Para fuqaha menyebutkan bahwa hakim wajib berlaku adil terhadap dua orang yang berseteru pada perhatian dan perkataan-nya. ﴾ وَبِعَهۡدِ ٱللَّهِ أَوۡفُواْۚ ﴿ "Dan penuhilah janji Allah." Ini meliputi perjanjian yang Dia ambil atas hamba-hambaNya dalam bentuk menunaikan hak-hakNya dengan sebaik-baiknya, dan meliputi pula perjanjian yang disepakati di antara manusia. Semuanya wajib dipenuhi dan haram membatalkan serta menelantarkannya. ﴾ ذَٰلِكُمۡ ﴿ "Yang demikian itu," yakni hukum-hukum di atas ﴾ وَصَّىٰكُم بِهِۦ لَعَلَّكُمۡ تَذَكَّرُونَ ﴿ "diperintahkan Allah kepadamu agar kamu ingat" hukum-hukum yang telah dijelaskan kepadamu, dan kamu menunaikan wasiat Allah kepadamu dengan sebaik-baiknya dan kamu mengetahui hikmah-hikmah dan hukum-hukum yang ada padanya.
(153) Manakala Allah menjelaskan perintah-perintah besar dan syariat-syariat yang penting maka Dia memberi isyarat kepada-nya dan kepada yang lebih umum darinya. Dia berfirman, ﴾ وَأَنَّ هَٰذَا صِرَٰطِي مُسۡتَقِيمٗا ﴿ "Dan bahwa (yang Kami perintahkan) ini adalah jalanKu yang lurus." Maksudnya, hukum-hukum ini dan yang sejenis de-ngannya yang dijelaskan oleh Allah di dalam kitabNya dan Dia terangkan kepada hamba-hambaNya adalah jalan Allah yang meng-antarkan kepadaNya dan kepada rumah kemuliaanNya, dan jalan yang seimbang, mudah lagi singkat. ﴾ فَٱتَّبِعُوهُ ﴿ "Maka ikutilah ia," agar kamu beruntung dan menang, dan meraih impian dan kebahagiaan. ﴾ وَلَا تَتَّبِعُواْ ٱلسُّبُلَ ﴿ "Dan janganlah kamu mengikuti jalan-jalan (yang lain)," yaitu jalan-jalan yang menyimpang dari jalan ini. ﴾ فَتَفَرَّقَ بِكُمۡ عَن سَبِيلِهِۦۚ ﴿ "Karena jalan-jalan itu mencerai-beraikan kamu dari jalanNya." Maksud-nya, menyesatkanmu darinya dan memecahkanmu ke kanan dan ke kiri. Jika kamu telah tersesat dari jalan yang lurus, maka yang ada hanyalah jalan menuju Neraka Jahim.
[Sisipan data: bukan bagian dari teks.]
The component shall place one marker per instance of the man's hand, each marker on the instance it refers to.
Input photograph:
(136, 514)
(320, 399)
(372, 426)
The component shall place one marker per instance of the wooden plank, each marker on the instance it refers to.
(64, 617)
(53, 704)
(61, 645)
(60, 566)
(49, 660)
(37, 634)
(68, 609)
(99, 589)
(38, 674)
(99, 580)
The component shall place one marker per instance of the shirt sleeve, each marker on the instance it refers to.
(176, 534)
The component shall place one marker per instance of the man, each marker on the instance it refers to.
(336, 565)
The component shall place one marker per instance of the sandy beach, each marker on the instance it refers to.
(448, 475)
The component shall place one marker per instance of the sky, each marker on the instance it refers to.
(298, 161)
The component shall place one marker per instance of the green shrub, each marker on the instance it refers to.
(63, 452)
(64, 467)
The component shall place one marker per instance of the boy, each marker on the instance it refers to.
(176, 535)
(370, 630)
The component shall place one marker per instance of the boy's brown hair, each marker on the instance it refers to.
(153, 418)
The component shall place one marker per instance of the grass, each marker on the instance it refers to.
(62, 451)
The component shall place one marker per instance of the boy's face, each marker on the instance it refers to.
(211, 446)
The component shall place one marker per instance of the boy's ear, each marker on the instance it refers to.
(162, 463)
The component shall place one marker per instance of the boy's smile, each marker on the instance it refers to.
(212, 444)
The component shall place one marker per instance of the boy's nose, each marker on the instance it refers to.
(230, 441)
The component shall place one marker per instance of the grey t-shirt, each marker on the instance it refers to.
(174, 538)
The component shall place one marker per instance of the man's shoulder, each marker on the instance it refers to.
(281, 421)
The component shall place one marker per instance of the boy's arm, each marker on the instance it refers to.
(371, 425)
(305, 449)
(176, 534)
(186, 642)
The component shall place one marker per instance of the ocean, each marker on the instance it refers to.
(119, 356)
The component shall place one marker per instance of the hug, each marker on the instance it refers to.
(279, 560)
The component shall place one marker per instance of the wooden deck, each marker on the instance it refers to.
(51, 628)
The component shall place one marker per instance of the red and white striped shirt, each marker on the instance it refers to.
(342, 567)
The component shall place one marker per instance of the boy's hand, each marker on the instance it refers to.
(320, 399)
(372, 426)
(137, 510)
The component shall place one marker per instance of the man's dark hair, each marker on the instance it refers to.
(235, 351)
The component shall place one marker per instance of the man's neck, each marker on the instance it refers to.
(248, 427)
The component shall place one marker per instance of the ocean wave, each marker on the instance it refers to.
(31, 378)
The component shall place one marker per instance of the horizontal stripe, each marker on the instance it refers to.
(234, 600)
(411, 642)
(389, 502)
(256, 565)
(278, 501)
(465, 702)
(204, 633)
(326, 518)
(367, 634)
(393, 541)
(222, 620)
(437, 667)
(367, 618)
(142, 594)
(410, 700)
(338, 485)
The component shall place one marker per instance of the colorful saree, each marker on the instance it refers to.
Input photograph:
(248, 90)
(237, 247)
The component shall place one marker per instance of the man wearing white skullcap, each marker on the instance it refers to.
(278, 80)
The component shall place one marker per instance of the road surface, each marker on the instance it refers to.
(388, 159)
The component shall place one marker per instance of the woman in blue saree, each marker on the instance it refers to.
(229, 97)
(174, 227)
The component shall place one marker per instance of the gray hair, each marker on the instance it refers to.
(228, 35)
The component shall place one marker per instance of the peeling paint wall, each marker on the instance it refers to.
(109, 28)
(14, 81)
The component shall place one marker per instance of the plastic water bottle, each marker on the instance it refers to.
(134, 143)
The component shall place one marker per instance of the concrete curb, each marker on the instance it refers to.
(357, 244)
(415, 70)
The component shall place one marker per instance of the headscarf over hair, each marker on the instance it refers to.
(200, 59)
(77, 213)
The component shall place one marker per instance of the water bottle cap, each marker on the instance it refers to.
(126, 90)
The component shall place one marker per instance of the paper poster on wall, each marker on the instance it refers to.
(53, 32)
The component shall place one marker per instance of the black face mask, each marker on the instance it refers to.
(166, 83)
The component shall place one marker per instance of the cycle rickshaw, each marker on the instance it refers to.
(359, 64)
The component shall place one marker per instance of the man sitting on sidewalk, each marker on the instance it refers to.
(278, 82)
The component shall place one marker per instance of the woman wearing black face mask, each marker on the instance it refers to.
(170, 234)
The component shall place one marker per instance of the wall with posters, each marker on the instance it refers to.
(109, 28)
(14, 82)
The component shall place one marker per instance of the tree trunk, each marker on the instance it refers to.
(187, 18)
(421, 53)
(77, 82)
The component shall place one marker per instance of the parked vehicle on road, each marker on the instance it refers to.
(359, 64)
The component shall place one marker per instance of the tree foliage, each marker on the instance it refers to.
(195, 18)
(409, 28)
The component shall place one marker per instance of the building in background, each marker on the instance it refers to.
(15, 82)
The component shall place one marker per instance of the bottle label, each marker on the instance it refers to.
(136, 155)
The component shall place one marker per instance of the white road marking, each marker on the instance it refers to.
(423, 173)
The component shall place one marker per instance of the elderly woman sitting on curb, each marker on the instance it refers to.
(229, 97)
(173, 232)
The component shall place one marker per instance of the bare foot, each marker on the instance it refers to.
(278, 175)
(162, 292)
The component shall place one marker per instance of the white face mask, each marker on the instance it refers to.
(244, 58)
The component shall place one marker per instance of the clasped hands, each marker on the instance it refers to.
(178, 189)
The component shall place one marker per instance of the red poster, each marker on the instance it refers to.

﴾ ذَٰلِكُمۡ وَصَّىٰكُم بِهِۦ لَعَلَّكُمۡ تَتَّقُونَ ﴿ "Yang demikian itu diperintahkan Allah kepadamu agar kamu bertakwa." Karena jika kamu menunaikan sesuatu yang telah dijelaskan oleh Allah kepadamu, baik dari sisi ilmu maupun dari sisi amal, maka kamu termasuk orang-orang yang bertakwa dan hamba Allah yang beruntung. Kata "jalan" disebut-kan dengan kata tunggal dan dinisbatkan kepada Allah karena ia adalah "jalan" yang satu, yang mengantarkan kepadaNya. Dan Allah adalah penolong bagi para peniti untuk menitinya.